Did you made the quizz I posted?


----------



## bkaydezz (Jul 9, 2012)

Vareshka said:


> As of now all i want is friendship...


as of now?

what about tommorow!?
or tongiht?


Your feelings change all the time. What you feel now will not be what you are going to feel 10 minutes from now.
You cant honestly say that you dont wish you were his stbw.

really, respect yourself and realize this man is using you to have a good time with but at the end of the day, his penis is in another woman. he isnt thinking about you only.
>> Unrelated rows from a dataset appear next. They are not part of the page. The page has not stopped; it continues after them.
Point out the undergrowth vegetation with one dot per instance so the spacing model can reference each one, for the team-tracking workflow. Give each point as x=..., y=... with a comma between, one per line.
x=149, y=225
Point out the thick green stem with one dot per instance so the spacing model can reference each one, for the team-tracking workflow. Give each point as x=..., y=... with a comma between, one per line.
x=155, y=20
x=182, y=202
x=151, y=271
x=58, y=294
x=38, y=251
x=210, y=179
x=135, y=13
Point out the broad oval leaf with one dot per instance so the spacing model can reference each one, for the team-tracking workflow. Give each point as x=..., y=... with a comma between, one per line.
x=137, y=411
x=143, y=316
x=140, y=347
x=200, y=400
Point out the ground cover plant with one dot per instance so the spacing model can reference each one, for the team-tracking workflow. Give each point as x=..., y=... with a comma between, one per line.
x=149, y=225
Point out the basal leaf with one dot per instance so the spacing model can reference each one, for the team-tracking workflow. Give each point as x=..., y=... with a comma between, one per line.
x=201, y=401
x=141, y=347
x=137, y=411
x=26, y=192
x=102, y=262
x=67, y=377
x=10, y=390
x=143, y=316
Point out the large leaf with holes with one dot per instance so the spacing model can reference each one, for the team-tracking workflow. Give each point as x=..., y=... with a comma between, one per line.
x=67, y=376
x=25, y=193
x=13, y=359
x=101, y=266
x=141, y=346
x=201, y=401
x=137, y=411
i know i wouldnt look forward to a man like that if i didnt grab all of his attention.


----------



## Vareshka (Aug 22, 2012)

drerio said:


> ... I think and you should think nothing of their future marriage. He is a grown man and he can make his own decisions.
> 
> I agree that this is his life. He is a grown make and can make his own decisions. I'm not asking him to question his choice. I'm accepting whoever he chooses to be with. it is his right and all I can do is accept it, it's his life.
> 
> ...


If you were my friend I would care... If you were my good freind i'd talk to you in a suttle way before you decided to marry, once made the decision i would accept it as I'm not living anybody else's life... that's not how it works... You accept and let your freinds (regardless of their gender) make their choices and go through with them... My dear freind married whom i thought was an idiot, i was sad that she was marrying him but accepted her decision...


----------



## Vareshka (Aug 22, 2012)

bkaydezz said:


> as of now?
> 
> what about tommorow!?
> or tongiht?
> ...


Why would i want him to think only about me when i understand that he is in a committed relationship? what do i care where his penis is at? Wow... it should be inside his girlfreind...
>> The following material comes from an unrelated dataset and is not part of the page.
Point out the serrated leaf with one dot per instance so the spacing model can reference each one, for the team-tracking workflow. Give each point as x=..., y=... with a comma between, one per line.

and as i said i don't wish to be in her place because i don't think he is ready for what i'd call a committed relationship...


----------



## Vareshka (Aug 22, 2012)

drerio said:


> Really, are you sure. What if the only time you could talk would be on speaker phone with his wife listening every time. Also what if you had to cc her every time you emailed him. Also you had to send bulk text msg to both him and her every time. In other words are there things you can only say to him without her listening in?


She can go through his phone and see text messages we exchange... he can put her on a speakerphone if that's how he can maintain friendships... if that's how they as a COUPLE agree to maintain freindships that's their choice and i either accept it and roll with it or stop being freinds.


----------



## hotdogs (Aug 9, 2012)

A married man's female best friend is his WIFE. Bottom line.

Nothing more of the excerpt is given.